Investment in, and taxes paid by, fossil fuels are regarded as a subsidy.

But subsidies given to renewable energy firms are called investment!

  1. July 20, 2016 1:03 pm

    We are hearing from the truly demented. It is mind-boggling to read this twisted garbage. Do any of these wizards have mirrors in their house? I seriously doubt it.

    • nightspore permalink
      July 20, 2016 6:35 pm

      They probably also avoid garlic.

  2. July 20, 2016 1:18 pm

    Excellent article Paul. Are they wilful liars or economic illiterates, votes please

    • David Richardson permalink
      July 21, 2016 12:07 pm

      David – Yes.

  3. Tim Hammond permalink
    July 20, 2016 2:08 pm

    The simple fact is that tax breaks are given to encourage productive investment that otherwise would not take place.

    That will generate jobs and taxes.

    The idea that somehow those taxes wold be available to spend on schools and hospitals if there weren’t tax breaks is correct – in the very short term – but utterly stupid beyond that.

    Are these people ignorant or do they just hope we are?

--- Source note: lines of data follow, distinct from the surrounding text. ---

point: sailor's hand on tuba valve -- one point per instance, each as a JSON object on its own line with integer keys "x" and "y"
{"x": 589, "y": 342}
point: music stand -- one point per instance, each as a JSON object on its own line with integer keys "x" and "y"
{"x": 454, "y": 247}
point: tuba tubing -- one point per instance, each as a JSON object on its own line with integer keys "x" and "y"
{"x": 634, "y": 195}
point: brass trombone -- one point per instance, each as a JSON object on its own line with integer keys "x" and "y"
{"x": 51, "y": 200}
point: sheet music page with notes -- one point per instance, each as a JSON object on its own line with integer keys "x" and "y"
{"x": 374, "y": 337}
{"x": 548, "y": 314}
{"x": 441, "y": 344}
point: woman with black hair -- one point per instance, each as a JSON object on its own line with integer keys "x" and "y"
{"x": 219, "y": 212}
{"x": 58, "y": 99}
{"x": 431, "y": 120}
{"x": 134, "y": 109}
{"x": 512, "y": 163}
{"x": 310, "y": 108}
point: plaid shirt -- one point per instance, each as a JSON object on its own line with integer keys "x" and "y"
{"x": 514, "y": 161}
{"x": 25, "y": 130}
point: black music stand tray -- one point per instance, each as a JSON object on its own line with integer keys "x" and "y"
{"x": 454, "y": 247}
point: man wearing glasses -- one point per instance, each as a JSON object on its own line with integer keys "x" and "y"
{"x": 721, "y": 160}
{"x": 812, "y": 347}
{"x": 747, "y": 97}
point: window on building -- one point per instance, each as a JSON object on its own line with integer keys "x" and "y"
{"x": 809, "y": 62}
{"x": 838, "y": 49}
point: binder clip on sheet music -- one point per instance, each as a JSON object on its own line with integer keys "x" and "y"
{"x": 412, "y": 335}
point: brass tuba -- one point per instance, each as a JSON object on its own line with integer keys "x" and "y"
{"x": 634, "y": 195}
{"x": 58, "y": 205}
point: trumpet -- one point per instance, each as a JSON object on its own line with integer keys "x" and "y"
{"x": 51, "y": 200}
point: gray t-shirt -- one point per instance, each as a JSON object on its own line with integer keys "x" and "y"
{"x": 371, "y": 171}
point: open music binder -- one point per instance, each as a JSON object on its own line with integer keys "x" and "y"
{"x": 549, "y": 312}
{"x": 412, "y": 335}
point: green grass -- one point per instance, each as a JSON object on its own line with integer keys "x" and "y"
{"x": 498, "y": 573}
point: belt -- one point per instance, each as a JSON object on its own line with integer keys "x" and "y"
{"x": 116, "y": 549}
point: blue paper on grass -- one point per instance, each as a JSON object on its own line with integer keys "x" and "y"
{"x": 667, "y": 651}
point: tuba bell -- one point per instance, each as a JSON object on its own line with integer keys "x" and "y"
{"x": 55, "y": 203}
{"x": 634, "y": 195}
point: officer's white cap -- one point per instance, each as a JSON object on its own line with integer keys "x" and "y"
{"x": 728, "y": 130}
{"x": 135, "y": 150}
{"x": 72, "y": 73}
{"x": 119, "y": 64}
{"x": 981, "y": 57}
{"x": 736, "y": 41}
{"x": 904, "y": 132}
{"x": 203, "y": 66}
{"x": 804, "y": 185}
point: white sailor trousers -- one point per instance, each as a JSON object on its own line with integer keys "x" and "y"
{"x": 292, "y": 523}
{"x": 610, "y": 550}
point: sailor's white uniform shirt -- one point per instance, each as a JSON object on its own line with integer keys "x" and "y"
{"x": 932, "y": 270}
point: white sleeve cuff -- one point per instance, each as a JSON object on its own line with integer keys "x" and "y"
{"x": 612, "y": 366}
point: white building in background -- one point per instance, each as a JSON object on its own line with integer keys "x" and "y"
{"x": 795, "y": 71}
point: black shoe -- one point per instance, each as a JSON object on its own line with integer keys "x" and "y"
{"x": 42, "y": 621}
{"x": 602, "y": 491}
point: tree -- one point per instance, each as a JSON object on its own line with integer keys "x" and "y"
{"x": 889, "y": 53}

  4. July 20, 2016 3:33 pm

    Breaking : Scots offshore wind ‘pretty much dead’ BBC quoting former minister claims
    after RSPB Scotland wins appeal against 4 new windfarms
    >>A judge upheld RSPB Scotland’s challenge to PREVIOUS consent for turbines in the Firth of Forth and Firth of Tay.
    Brian Wilson said the charity now “hold all the cards” over the schemes, which were to include hundreds of turbines.<<

    Strange thing is why BBC chose to hold off until the Labour MP spoke and then chose to SPIN it this way ? (especially after it had spent entire morning reporting "hottest June ever")
    I wonder if it a ruse to cause a backlash that the gov will give in to ?
    Little Emily reported 21 hours earlier

    More :
    The four projects – Inch Cape, Neart na Gaoithe and Seagreen Alpha and Bravo – were approved by Scottish ministers in October 2014, and could power more than 1.4 million homes.
    “Judge Lord Stewart ruled in favour of the charity, calling the consents “defective”, meaning ministers will have to reconsider the planning decisions”

    >>”If Neart na Gaoithe* had been consented separately, then the RSPB probably would not have taken action against it. <<
    * (only one ever likely to go ahead cos others don't have subsidy)

  5. July 20, 2016 3:37 pm

    Reblogged this on Climatism and commented:
    Reading the truth on energy ‘subsidies’ rit here.

  6. Stosh permalink
    July 22, 2016 1:18 am

    The numbers in this article are interesting but fail to realize that anything short of 100% tax of fossil fuel profits are to be considered a “subsidy” by the greens.